Board of Directors
The composition of the Board of Directors of the Bank is formed from individuals nominated (recommended) for election as representatives of the Sole Shareholder, as well as individuals not nominated (not recommended) as representatives of the Sole Shareholder.
The composition of the Board of Directors and its committees must ensure a balance of skills, experience, and knowledge among its members, taking into account the industry specifics of the Bank’s activities, the scale of operations, and the matters addressed by the Board’s committees. This enables the Board to make independent, objective, and effective decisions in the best interest of the Bank and the Sole Shareholder.
The current composition of the Board of Directors includes individuals with the necessary qualifications, impeccable professional reputation, and experience, collectively sufficient to provide overall governance of the Bank in line with its chosen business model, operational scale, types, and complexity of transactions. The composition and authority of the Board of Directors are adequate for effective oversight.
Members of the Board of Directors are committed to collaboration, open dialogue, and critical discussion in the decision-making process. They act in good faith, fulfill their responsibilities with due diligence, and work to minimize conflicts of interest.
The term of office of the Board of Directors is established by the Sole Shareholder. The term of office of the members of the Board of Directors coincides with the term of office of the entire Board of Directors and expires at the time of the Sole Shareholder’s decision to elect a new Board of Directors.
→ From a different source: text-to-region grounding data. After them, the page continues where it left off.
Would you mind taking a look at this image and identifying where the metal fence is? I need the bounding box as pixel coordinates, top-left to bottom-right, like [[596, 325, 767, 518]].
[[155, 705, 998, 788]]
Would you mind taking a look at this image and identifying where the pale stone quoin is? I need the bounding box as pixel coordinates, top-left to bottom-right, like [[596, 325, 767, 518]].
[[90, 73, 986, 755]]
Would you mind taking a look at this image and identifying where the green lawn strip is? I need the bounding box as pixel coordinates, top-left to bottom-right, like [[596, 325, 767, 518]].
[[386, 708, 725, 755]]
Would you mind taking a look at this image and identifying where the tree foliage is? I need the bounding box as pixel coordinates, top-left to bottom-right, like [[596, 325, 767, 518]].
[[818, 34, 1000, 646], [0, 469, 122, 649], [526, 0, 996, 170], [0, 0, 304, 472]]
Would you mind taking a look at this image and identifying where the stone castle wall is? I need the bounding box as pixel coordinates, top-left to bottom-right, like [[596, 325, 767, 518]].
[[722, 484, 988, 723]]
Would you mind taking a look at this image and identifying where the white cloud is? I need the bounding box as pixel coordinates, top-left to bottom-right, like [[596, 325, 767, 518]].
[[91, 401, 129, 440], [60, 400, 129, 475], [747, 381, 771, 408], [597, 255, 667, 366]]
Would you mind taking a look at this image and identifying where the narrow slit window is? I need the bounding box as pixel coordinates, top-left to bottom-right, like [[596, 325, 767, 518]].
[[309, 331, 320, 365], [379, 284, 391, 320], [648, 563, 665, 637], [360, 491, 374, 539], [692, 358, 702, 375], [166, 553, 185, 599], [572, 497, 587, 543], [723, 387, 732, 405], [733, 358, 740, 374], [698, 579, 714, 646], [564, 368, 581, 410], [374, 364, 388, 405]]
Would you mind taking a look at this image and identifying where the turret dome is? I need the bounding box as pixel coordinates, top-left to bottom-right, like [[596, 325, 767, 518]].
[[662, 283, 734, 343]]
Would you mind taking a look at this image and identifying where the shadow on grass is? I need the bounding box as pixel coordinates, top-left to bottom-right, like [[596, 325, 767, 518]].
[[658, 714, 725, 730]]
The Sole Shareholder has the right to terminate the powers of all or individual members of the Board of Directors before the end of the term.
No person may participate in decisions related to their own appointment, election, or re-election.
When selecting candidates to the Board of Directors, the following criteria are considered:
- experience in management positions;
- experience as a member of the Board of Directors;
- length of service;
- education and specialization, including possession of international certifications;
- competency in relevant sectors and areas (which may vary depending on the asset portfolio);
- business reputation;
- presence of direct or potential conflicts of interest.
The quantitative composition of the Board of Directors should be determined by the Sole Shareholder. The composition of the Board of Directors should be determined individually taking into account the scale of operations, current tasks, development strategy and/or development plan and financial capabilities.
According to the Bank’s Corporate Governance Code, the composition of the Board of Directors should be balanced, which means a combination of members of the Board of Directors (representatives of the Sole Shareholder, independent directors, and the Chair of the Management Board), ensuring decision-making in the interests of the Bank and its economic development objectives. Additionally, it is recommended that women comprise no less than thirty percent of the total number of members of the Board of Directors.
The Board of Directors is informed about the occurrence of important financial and non-financial problems of the Bank through periodic reporting submitted by the Bank’s units (Internal Audit Department, Internal Control Department, Compliance Control Department, Treasury Department, Accounting Department, Planning and Strategic Analysis Department) to the Board of Directors of the Bank. The list and deadlines of reporting are approved by the resolution of the Board of Directors of the Bank, which allows monitoring all performance indicators and the level of risks in the Bank’s operations. Additionally, in accordance with the fifth paragraph of Clause 36 of Chapter 4 of Resolution No. 188 dated 12 November 2019 of the Management Board of the National Bank of the Republic of Kazakhstan “On Approval of the Rules for Formation of Risk Management and Internal Control System for Second-Tier Banks, and Branches of Non-Resident Banks of the Republic of Kazakhstan”, the Chief Risk Manager informs the Board of Directors of the Bank if there are significant discrepancies between the opinion of the Risk Management Division and the opinion of the Management Board of the Bank regarding the level of risks accepted by the Bank.